Le hasard. Chose formidable, inexplicable, implacable, heureuse et dangereuse. Deuxième rencontre avec Paul Thomas Anderson, après un premier essai réussi devant There Will Be Blood, de huit ans le cadet du film dont il est question aujourd'hui. C'est un peu le hasard qui m'a guidé vers le visionnage de Magnolia. Depuis quelques mois déjà, il sommeillait, attendait, et le jour d'un départ pour un trajet de train de plus de trois heures, le choix s'est fait de lui-même, sur un élan d'impulsion, peut-être de hasard ou simplement par un coup du destin, deux notions au cœur du film de Paul Thomas Anderson.
Au fil de mes aventures cinématographiques, j’ai eu l’occasion de voyager à travers le temps, découvrir des mondes fantastiques, vivre des histoires formidables et exceptionnelles. Mais ce que j’ai compris avant tout, c’est que ce qui est le plus dur à filmer et à retranscrire à l’écran, c’est la vérité, l’authenticité, ce qu’il y a de plus brut chez l’humain. Et souvent, cela force à être relativement exigeant envers le spectateur. Magnolia est de ces films, un drame choral qui s’étend sur trois heures, une durée qui pourrait faire fuir plus d’un, et on ne leur en voudrait pas spécialement, bien qu’on ne puisse pas non plus douter du fait qu’ils ratent ici quelque chose d’important.
Avec une introduction tout à fait déconcertante et étonnante, le film fait du hasard et du destin ses thématiques principales pour confronter l’existence de différents personnages parfois familiers entre eux, parfois pas, lesquels se retrouvent tous liés entre eux malgré eux. Les vies commencent, s’écoulent, se terminent, les egos parlent, les cœurs se brisent, les jeux de faux-semblants vont bon train dans une vaste mascarade humaine aux allures de spectacle pathétique où jamais l’être humain n’a semblé aussi fragile. Chacun se veut maître de son destin, chacun vit tant bien que mal avec son passé, rumine sa colère, se noie dans ses regrets, se lamente sur son présent, obscurcit son futur… Magnolia est un film qui fragilise ses héros pour les montrer sous leur vraie nature et faire prendre conscience fait que le destin n’est pas qu’une simple fatalité, que notre passé nous suit, qu’il n’existe pas de futur sans passé.

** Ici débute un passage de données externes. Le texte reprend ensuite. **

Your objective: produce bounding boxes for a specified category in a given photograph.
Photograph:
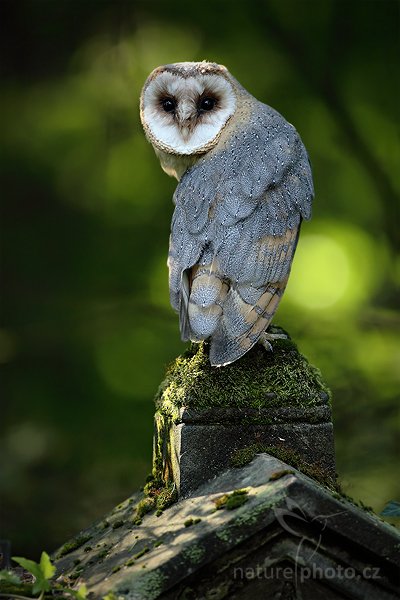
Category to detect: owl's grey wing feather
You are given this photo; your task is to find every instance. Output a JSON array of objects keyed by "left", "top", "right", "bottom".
[{"left": 169, "top": 103, "right": 313, "bottom": 365}]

Car dans Magnolia, il est surtout question de rupture. C’est la rupture avec le vieux monde, de nombreux souvenirs, de vieilles souffrances et de vieux regrets incarnés par le vieil Earl Partridge, pièce centrale de ce puzzle humain. Les langues se délient, les esprits s’échauffent et se libèrent pendant qu’une pluie battante s’abat sur la ville, suivie par une improbable averse de grenouilles. Dans une imagerie très biblique qui rappelle le Déluge et les Plaies d’Egypte, Magnolia trouve un dénouement à la fois heureux et désespéré, le symbole d’une libération doublée d’une mise en garde. Ces éléments représentent également la fin d’un monde et le début d’un nouveau, une éclaircie après une tempête qui vient achever de longs jours sombres et moroses.
Résumer Magnolia serait parfaitement vain et inutile. Drame fleuve et puissant sur les êtres humains, il torture ses héros pour ouvrir les consciences et éclairer. Porté par des acteurs tous en état de grâce, il est à la fois imposant et intimiste, ne semblant jamais s’éterniser, allant crescendo, capable de rendre l’être humain abject mais aussi touchant et attachant. C’est un film qui ne se veut ni totalement pessimiste ni totalement optimiste, c’est un drame vrai, dans lequel chacun trouvera ses propres lectures et ses propres leçons à retenir. Un film qui restera toujours dans un coin de la tête et ne finira jamais de nous faire réfléchir.